Project data and source code

Available for download on github:

https://github.com/chenshunpeng/Recognition-of-eye-state-based-on-Vgg16

1. Data processing

1.1. Data introduction

There are a total of 4 kinds of eye expressions, which are closed eyes, forward, left, and right. The data are introduced as follows:

Eye_dataset
    ├── close_look
    │   └── eye_closed (XXX).XXX（1,148 张图片，共4.15 MB）
    │ 
    ├── forward_look
    │   └── forward_look (XXX).XXX（1,038 张图片，共7.37 MB）
    │ 
    ├── left_look
    │   └── left_(XXX).XXX（1,049 张图片，共11.0 MB）
    │         
    ├── right_look
    └── └──	right_(XXX).XXX（1,073 张图片，共9.69 MB）

1.2. Import data

Check tensorflow version:

import tensorflow as tf
tf.__version__

Version:'2.9.1'

Let’s popularize the advantages and disadvantages of Keras and PyTorch: (For details, see: Portal )
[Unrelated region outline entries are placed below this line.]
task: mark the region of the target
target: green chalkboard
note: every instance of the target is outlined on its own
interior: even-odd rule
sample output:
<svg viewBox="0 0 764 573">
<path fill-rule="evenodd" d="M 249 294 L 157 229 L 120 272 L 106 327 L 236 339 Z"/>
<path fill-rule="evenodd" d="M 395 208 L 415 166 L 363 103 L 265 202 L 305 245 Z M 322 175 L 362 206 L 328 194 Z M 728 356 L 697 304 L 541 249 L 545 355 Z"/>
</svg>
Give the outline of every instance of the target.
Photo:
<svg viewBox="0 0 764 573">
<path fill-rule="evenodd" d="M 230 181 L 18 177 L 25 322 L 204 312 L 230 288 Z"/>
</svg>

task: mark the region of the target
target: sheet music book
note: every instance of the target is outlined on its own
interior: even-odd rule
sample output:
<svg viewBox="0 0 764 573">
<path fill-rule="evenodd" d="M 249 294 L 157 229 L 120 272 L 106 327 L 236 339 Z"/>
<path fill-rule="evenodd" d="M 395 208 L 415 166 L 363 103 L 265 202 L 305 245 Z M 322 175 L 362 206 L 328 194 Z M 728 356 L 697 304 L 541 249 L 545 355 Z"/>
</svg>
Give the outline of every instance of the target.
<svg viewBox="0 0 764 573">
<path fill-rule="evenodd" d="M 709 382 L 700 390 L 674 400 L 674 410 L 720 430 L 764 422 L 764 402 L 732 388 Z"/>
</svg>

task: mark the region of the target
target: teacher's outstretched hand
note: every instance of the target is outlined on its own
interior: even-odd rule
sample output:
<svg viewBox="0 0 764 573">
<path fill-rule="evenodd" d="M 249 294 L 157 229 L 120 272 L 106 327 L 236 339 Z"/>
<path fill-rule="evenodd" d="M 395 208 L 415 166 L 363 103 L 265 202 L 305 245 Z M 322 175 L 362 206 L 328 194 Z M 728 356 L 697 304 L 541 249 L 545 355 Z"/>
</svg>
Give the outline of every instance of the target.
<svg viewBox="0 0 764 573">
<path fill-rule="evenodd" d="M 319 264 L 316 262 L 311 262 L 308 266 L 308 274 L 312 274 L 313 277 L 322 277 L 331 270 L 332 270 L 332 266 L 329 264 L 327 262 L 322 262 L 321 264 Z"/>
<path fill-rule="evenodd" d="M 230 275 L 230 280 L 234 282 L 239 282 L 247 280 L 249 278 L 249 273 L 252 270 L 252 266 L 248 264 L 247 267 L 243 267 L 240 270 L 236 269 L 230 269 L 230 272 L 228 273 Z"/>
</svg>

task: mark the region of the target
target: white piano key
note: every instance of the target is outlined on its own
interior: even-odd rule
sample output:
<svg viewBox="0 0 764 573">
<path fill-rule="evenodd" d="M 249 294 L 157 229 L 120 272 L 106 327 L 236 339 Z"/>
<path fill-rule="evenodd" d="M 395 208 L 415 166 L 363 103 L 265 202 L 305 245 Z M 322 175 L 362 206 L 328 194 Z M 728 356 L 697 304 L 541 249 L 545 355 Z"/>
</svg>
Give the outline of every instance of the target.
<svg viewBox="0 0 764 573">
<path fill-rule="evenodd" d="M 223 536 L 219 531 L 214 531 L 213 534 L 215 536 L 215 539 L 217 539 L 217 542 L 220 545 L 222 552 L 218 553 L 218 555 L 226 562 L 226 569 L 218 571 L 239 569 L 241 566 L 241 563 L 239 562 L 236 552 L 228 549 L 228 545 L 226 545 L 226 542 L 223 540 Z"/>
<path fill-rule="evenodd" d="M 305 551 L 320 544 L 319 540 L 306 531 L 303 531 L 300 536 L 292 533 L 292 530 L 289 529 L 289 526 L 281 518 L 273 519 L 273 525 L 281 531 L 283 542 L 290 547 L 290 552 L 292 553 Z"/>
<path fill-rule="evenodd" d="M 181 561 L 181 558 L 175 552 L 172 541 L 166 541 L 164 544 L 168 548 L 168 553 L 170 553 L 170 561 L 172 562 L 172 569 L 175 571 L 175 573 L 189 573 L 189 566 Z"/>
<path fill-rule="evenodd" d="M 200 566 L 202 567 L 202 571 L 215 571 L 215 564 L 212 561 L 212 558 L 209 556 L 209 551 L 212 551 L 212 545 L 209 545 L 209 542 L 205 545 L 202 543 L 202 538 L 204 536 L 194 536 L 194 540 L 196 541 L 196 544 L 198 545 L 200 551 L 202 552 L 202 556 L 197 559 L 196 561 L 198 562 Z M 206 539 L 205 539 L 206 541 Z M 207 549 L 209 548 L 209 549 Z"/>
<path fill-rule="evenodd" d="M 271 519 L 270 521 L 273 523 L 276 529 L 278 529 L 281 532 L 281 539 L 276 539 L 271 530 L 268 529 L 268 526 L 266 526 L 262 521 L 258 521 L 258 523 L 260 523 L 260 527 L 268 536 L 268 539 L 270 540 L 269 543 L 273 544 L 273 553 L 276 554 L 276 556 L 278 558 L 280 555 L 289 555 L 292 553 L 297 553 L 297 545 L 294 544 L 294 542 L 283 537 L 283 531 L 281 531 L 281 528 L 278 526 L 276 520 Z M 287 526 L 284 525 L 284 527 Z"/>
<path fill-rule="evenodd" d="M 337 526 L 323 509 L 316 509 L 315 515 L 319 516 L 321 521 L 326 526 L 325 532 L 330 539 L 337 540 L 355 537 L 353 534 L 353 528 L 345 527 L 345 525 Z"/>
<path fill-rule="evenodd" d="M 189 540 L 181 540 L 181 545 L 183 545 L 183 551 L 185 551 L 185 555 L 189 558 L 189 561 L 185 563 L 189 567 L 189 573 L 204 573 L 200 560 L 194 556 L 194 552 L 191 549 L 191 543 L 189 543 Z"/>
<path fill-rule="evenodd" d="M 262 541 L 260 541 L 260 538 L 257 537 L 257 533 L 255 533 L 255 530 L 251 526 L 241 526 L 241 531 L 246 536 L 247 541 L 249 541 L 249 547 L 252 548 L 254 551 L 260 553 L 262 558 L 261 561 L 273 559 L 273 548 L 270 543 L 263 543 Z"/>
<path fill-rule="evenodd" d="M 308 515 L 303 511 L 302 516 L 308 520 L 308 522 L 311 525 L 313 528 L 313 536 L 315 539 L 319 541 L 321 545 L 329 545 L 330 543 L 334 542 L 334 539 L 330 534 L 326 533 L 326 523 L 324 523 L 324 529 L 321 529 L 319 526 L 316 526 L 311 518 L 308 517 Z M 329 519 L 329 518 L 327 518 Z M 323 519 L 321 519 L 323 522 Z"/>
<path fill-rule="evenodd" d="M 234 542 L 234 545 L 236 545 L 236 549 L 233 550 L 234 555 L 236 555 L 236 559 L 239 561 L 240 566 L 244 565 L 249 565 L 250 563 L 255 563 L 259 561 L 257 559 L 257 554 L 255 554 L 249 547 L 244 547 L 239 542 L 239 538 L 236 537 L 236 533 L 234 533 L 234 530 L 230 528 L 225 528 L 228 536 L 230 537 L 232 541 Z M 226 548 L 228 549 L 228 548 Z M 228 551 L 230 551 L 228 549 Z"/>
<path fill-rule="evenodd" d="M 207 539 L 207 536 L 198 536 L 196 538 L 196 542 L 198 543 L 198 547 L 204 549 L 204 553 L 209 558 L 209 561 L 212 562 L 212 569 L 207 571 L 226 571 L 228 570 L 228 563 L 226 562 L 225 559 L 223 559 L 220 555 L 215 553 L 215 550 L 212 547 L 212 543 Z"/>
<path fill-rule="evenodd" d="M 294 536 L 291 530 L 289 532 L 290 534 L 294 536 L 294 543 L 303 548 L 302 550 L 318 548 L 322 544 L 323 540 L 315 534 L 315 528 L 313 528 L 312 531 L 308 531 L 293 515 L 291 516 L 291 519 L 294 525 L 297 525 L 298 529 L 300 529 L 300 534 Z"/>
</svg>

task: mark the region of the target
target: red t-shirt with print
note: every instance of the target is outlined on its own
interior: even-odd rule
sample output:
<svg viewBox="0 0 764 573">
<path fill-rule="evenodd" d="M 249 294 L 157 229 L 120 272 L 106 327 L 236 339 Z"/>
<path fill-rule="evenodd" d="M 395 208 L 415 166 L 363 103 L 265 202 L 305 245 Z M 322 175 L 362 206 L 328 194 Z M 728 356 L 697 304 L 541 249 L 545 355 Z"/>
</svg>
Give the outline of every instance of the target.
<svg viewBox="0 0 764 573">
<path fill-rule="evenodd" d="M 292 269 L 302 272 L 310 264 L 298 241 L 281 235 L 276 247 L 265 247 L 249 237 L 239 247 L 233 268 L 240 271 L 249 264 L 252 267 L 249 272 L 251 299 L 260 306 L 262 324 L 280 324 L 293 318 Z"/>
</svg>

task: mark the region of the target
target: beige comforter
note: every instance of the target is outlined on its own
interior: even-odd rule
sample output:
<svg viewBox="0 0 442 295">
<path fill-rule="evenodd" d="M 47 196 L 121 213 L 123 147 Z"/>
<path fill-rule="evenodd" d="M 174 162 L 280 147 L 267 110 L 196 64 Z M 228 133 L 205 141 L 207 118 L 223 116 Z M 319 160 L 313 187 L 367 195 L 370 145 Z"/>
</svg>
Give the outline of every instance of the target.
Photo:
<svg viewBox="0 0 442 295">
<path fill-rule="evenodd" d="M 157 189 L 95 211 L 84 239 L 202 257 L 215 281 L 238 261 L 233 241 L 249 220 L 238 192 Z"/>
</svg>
In some cases, you need to find a specific model in a specific machine learning domain.

For example, when doing an object detection competition and wanted to implement DETR (Facebook's Data-Efficient transformer), it turned out that most of the resources were written in PyTorch, so in this case, it was easier to use PyTorch.

Also, PyTorch's code implementations are longer because they cover many low-level details, which is both an advantage and a disadvantage. When you're a beginner, it's very helpful to learn the low-level details before moving on to higher-level APIs such as Keras.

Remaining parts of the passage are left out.